Nahar menegaskan perkawinan usia anak yang mengandung unsur pemaksaan merupakan perbuatan melawan hukum, sesuai yang tercantum dalam UU No. 12 Tahun 2022 tentang Tindak Pidana Kekerasan Seksual (UU TPKS). Pada Pasal 10 Ayat (1) ditegaskan bahwa; setiap Orang secara melawan hukum memaksa, menempatkan seseorang di bawah kekuasaannya atau orang lain, atau kekuasaannya untuk melakukan atau membiarkan dilakukan perkawinan dengannya atau dengan orang lain, dipidana karena pemaksaan perkawinan, dengan pidana penjara paling lama 9 (sembilan) tahun dan/ atau pidana denda paling banyak Rp 200.000.000,00 (dua ratus juta rupiah). Lebih lanjut, dalam Pasal 10 Ayat (2) huruf a disebutkan; bahwa hal yang termasuk dalam pemaksaan perkawinan sebagaimana dimaksud pada ayat (1), diantaranya: a. perkawinan Anak; atau c. pemaksaan perkawinan Korban dengan pelaku perkosaan.

“Kami mendorong agar penanganan kasus ini terus berlanjut secara hukum karena kekerasan seksual terhadap anak adalah delik biasa yang dapat tetap diproses meskipun tidak ada pelaporan. Hal tersebut perlu diupayakan untuk memberikan efek jera bagi pelaku, sehingga pelaku tidak bisa bebas tanpa mempertanggung jawabkan perbuatannya sesuai dengan hukum yang berlaku di negara ini,” tutur Nahar.

Sebagai informasi, kasus kekerasan seksual tersebut terjadi pada Juni 2022. Kasus ini terungkap karena korban menunjukkan perubahan sikap dan tidak mau sekolah. Korban akhirnya berani mengungkapkan kepada orang tuanya tentang kekerasan seksual yang dialaminya dan segera dilaporkan ke Polrestabes Medan pada Juli 2022. MAA yang disebut berpacaran dengan korban dilaporkan dengan dugaan melakukan persetubuhan dan pencabulan terhadap korban hingga dua kali. 

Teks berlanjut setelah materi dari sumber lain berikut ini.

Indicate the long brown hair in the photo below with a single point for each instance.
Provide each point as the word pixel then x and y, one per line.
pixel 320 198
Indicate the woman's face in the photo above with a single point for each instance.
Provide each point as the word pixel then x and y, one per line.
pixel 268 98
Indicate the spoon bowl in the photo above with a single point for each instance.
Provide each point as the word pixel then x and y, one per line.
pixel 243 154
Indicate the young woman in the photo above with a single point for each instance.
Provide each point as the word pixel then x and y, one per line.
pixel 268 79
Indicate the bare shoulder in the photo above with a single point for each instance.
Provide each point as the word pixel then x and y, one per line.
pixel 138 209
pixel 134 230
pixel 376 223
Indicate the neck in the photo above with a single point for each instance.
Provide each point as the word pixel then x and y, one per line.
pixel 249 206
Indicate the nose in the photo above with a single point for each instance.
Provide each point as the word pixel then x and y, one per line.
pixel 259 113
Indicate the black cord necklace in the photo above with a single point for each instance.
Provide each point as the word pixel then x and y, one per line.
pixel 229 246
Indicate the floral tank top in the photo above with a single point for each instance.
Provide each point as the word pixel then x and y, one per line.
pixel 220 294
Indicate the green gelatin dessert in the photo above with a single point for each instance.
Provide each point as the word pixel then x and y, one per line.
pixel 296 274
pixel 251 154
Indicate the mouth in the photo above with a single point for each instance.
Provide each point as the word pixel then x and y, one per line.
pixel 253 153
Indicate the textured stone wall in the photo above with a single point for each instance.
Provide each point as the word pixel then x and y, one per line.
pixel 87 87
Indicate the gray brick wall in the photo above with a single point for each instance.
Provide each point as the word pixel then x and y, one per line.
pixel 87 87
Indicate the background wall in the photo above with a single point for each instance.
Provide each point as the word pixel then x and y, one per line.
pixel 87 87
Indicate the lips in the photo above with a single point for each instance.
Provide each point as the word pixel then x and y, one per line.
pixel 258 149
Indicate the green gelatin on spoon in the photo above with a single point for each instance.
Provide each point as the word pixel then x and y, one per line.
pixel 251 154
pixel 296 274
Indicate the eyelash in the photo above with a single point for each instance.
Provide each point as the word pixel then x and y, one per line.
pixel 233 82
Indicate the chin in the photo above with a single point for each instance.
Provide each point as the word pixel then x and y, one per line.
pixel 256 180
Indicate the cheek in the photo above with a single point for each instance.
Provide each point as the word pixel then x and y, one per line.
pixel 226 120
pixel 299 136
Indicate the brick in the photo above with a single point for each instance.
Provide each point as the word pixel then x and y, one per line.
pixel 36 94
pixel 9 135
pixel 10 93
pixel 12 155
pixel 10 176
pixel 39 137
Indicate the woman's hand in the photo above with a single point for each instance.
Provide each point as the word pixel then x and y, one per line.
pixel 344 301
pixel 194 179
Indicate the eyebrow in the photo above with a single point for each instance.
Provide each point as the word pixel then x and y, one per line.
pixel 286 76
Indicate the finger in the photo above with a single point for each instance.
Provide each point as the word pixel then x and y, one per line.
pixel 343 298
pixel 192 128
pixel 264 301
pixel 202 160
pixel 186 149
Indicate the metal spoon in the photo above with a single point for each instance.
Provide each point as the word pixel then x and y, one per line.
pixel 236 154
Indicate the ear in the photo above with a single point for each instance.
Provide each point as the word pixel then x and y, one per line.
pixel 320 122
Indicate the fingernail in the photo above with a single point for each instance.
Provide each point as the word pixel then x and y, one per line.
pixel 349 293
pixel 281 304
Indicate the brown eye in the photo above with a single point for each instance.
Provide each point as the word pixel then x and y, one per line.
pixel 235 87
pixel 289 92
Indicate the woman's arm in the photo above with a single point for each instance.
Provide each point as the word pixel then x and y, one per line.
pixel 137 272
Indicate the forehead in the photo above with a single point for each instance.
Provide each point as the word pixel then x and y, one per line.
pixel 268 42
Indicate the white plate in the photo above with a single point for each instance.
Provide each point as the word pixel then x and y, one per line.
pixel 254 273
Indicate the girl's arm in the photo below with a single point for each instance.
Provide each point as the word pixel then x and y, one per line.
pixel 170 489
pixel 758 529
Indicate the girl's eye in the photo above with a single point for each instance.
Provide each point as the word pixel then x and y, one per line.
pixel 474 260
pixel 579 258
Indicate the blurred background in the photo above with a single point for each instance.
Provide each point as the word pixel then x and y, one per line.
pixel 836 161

Polrestabes Medan menangkap terlapor pada akhir Oktober 2022 dan ditetapkan sebagai tersangka, diikuti dengan penahanan oleh Polrestabes Medan. Namun saat ini tersangka dibebaskan dari penjara dengan alasan telah melakukan perkawinan dengan korban.

“KemenPPPA menyesalkan segala bentuk upaya penyelesaian damai secara kekeluargaan dari pelaku kasus kekerasan seksual terhadap korban usia anak. Penyelesaian secara kekeluargaan, bisa menjadi contoh buruk dan memungkinkan pengulangan tindakan kekerasan itu kembali. Hal itu menyebabkan korban anak tidak terlindungi dan tidak mendapat jaminan perlindungan hukum. Pelakunya mesti diberikan hukuman tegas, bukan didamaikan, dan dilimpahkan kasusnya ke Kejaksaan untuk menentukan layak atau tidaknya kasus ini dilimpahkan ke Pengadilan, sesuai ketentuan UU yang berlaku,” tegas Nahar.

KemenPPPA akan terus mengawal kasus ini dan memastikan setiap anak mendapatkan jaminan perlindungan hukum dari kekerasan dan diskriminasi sebagaimana amanat konstitusi UUD 1945 Pasal 28B ayat (2), yang menyebutkan bahwa; setiap anak berhak atas kelangsungan hidup, tumbuh, dan berkembang serta berhak atas perlindungan dari kekerasan dan diskriminasi.